US SEC approves the listing and trading of Grayscale Digital Large Cap Fund (GDLC), holding the top 5 crypto assets, on NYSE Arca, according to an official announcement by SEC on September 17.
The approval enables investors to get exposure to Bitcoin (BTC), Ethereum (ETH), XRP, Solana (SOL), and Cardano (ADA) via the regulated offering. The fund is expected to list and trade on NYSE Arca this month.

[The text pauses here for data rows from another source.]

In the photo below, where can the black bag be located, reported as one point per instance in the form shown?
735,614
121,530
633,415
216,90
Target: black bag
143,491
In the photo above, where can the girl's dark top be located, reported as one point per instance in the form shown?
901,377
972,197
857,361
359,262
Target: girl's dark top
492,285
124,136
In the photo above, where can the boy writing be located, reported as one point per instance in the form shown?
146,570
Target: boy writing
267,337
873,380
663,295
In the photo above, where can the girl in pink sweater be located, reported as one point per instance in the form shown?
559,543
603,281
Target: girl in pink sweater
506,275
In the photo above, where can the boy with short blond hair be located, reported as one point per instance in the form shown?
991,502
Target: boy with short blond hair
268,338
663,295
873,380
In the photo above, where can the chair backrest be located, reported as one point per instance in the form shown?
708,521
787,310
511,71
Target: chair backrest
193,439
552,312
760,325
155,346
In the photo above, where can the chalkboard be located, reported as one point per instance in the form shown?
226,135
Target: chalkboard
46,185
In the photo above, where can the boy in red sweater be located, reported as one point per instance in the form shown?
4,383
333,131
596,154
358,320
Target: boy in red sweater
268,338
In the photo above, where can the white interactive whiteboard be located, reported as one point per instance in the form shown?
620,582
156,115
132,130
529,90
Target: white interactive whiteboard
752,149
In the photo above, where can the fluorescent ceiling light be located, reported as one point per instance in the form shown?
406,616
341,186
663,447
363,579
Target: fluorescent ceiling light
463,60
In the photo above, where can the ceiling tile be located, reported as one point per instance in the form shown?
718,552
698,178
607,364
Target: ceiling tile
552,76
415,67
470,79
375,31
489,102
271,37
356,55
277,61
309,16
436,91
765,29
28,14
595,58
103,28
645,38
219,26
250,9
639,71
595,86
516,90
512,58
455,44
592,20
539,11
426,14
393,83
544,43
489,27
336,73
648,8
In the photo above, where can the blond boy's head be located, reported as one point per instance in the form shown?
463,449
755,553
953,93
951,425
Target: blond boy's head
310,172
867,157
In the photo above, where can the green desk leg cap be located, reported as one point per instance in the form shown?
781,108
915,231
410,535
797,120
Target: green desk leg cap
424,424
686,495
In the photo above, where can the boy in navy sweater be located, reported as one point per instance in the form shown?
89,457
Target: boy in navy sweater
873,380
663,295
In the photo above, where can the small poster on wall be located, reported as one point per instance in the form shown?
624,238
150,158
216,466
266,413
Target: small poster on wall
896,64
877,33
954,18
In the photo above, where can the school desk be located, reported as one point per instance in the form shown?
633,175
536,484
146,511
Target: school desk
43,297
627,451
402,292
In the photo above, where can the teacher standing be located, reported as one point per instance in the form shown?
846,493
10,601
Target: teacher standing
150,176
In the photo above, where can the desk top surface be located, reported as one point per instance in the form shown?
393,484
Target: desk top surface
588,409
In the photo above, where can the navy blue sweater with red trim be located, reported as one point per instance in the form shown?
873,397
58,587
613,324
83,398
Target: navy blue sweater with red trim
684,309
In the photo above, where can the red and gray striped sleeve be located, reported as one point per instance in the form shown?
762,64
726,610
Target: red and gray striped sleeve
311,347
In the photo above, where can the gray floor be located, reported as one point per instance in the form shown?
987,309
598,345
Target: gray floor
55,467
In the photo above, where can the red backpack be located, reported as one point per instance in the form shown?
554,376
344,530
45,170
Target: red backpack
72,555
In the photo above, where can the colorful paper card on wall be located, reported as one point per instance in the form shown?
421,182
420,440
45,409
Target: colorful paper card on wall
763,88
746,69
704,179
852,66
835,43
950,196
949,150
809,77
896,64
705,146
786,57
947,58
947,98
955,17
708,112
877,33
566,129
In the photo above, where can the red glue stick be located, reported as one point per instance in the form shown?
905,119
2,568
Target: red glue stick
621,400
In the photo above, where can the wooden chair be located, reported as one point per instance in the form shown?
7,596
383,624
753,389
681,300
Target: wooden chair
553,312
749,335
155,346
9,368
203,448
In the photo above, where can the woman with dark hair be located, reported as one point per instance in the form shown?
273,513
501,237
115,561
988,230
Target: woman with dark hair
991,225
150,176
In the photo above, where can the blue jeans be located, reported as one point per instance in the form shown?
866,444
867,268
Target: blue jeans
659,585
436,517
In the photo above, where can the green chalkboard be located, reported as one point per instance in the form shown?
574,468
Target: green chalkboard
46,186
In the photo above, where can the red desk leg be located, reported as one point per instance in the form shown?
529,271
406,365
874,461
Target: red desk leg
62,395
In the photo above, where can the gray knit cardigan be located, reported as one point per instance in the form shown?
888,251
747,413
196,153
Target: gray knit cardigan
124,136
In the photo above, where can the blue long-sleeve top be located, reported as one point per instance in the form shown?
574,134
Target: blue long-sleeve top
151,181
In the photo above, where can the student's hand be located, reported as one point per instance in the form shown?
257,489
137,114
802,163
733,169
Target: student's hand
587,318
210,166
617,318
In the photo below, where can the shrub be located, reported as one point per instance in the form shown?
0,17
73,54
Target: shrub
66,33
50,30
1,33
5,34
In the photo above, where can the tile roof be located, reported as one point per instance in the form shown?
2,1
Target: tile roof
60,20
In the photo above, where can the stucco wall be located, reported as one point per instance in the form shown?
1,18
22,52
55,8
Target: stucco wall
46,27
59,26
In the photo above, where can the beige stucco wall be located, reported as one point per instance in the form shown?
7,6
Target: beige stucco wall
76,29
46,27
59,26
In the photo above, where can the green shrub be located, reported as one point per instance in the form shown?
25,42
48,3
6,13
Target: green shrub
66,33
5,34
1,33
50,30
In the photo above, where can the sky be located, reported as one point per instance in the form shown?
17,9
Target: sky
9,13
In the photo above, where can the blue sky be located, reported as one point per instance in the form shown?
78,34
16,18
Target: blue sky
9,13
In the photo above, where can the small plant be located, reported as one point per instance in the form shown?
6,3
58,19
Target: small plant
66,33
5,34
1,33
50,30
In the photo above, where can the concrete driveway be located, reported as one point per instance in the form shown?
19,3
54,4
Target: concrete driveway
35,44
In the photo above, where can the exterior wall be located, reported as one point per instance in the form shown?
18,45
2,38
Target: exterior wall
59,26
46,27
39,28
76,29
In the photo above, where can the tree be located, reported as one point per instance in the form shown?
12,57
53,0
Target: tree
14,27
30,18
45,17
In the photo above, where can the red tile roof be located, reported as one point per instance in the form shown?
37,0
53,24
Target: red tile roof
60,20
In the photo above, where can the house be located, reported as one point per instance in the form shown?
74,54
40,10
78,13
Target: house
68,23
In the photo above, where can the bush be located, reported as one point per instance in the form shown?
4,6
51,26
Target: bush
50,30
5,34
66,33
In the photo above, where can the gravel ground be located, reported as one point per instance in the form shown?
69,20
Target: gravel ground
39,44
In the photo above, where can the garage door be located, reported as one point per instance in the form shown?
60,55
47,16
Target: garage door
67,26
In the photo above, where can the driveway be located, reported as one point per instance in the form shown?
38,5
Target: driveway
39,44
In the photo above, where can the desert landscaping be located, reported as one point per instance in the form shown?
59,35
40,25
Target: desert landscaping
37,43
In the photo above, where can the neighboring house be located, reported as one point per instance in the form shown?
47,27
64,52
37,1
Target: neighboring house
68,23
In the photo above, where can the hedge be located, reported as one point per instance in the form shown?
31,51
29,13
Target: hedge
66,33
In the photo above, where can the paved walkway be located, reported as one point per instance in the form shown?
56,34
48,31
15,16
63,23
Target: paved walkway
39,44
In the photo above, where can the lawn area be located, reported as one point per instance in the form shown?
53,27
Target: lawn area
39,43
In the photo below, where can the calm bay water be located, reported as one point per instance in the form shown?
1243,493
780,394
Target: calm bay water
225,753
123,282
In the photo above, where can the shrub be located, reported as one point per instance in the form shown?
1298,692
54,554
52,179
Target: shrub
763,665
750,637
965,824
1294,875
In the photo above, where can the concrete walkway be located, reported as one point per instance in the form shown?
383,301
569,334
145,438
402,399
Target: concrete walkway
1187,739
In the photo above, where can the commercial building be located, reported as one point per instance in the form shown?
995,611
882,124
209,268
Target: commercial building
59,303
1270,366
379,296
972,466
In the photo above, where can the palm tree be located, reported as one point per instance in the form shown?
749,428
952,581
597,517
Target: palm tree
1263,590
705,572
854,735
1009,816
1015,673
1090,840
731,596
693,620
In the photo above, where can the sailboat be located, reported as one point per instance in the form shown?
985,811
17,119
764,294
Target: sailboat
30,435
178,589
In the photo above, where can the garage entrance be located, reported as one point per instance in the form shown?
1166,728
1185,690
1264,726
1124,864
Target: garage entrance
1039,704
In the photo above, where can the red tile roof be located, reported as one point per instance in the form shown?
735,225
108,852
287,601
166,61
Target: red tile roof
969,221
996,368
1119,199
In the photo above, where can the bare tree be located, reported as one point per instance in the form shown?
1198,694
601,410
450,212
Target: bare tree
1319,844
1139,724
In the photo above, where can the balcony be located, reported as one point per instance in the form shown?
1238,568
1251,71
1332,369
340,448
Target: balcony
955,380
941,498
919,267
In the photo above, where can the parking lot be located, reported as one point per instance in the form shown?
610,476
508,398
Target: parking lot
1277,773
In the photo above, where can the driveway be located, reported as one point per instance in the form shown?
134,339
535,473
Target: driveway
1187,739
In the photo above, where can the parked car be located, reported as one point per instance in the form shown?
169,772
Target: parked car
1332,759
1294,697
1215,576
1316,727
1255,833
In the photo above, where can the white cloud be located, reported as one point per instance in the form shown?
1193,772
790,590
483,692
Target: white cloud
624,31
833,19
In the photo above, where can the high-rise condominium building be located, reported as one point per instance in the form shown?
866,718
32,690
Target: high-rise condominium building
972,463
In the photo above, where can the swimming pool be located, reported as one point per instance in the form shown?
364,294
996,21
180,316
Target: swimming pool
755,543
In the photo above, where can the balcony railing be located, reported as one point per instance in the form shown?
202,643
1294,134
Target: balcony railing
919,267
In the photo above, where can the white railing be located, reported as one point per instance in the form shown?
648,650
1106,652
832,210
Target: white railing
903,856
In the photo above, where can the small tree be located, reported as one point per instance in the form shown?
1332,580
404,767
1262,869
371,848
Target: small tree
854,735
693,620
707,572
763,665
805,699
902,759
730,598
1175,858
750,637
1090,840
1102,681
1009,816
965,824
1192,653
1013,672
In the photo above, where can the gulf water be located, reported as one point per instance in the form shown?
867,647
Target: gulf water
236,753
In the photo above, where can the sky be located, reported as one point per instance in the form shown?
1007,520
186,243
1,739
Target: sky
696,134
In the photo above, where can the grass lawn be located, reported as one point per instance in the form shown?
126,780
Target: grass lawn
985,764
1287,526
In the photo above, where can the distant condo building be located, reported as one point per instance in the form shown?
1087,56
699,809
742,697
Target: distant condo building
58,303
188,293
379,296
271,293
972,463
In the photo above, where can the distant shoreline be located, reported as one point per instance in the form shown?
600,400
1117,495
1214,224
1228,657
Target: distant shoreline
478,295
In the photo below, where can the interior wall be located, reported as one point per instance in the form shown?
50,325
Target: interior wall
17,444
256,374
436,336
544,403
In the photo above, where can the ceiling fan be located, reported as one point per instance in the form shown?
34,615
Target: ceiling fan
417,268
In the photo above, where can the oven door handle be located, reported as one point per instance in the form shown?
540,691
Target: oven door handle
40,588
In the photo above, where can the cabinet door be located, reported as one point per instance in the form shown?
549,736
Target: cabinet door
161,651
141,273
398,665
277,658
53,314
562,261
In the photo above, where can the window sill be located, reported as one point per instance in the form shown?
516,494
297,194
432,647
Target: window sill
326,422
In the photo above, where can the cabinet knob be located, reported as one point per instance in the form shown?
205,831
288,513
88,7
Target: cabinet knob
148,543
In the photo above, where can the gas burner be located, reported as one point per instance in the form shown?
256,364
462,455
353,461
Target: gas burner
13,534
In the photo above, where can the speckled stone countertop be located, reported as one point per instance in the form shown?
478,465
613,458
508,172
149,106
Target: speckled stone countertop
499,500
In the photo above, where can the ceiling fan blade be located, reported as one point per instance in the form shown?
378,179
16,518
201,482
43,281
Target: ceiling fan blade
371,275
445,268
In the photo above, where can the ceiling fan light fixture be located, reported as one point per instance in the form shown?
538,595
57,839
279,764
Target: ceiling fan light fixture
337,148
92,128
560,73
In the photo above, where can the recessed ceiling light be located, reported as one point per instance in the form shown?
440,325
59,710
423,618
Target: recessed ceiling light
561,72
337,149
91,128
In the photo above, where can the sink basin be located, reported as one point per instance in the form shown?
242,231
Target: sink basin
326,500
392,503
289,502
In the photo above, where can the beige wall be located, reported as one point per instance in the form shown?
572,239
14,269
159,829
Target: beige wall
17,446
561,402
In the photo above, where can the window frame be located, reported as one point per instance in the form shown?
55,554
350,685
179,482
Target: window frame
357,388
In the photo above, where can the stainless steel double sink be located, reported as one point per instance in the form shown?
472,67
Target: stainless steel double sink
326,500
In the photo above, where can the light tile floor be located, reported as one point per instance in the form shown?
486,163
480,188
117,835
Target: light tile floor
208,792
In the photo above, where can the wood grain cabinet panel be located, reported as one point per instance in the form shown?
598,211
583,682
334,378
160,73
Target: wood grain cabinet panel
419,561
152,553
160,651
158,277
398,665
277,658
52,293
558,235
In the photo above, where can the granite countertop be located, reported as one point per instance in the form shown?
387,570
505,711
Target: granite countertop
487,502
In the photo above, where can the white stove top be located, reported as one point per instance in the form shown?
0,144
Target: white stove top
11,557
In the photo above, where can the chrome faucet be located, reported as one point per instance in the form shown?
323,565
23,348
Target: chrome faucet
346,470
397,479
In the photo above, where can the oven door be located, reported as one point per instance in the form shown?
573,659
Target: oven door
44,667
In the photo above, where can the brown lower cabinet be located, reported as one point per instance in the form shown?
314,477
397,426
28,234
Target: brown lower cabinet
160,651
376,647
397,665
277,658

Bitcoin makes up over 72% of the fund’s holdings. Ethereum follows with over 17% weightage, while XRP, Solana, and Cardano each have smaller allocations of 5.62%, 4.03%, and 1%, respectively. Recently, the fund reduced its BTC weightage to increase allocation in ETH, XRP, SOL, and ADA.
ETF expert Nate Geraci hailed Grayscale for laying the groundwork for crypto ETFs with its lawsuit, pushing Gary Gensler-era SEC to approve spot ETFs. This paves the way for future multi-asset crypto ETFs.
It’s noteworthy the Crypto ETF Rule leans heavily on whether an asset has futures contract trading on surveilled/regulated venue. Ties into crux of Grayscale lawsuit.
In July, the SEC put a stay order on Grayscale Digital Large Cap Fund, citing the need to review the delegated action. This came just a day after the SEC approved the GDLC, delaying its listing and trading on NYSE Arca.
The SEC passed generic listing standards for crypto ETFs today, reducing the approval timeline from 240 to 75 days. The exchanges can now list and trade commodity-based trust shares of eligible spot commodities, including digital assets, without submitting a 19b-4 form.
Bloomberg ETF analysts Eric Balchunas and James Seyffart revealed 12-15 crypto assets eligible for ETF approval within 75 days. Also, they expect more than 100 crypto ETFs to launch in the next 12 months.
The SEC delayed many crypto ETFs as it was silently working with Nasdaq, NYSE, and Cboe exchanges to approve generic listing standards for crypto ETFs. Now, experts believe the existing crypto ETFs could get accelerated approval in the coming weeks or months.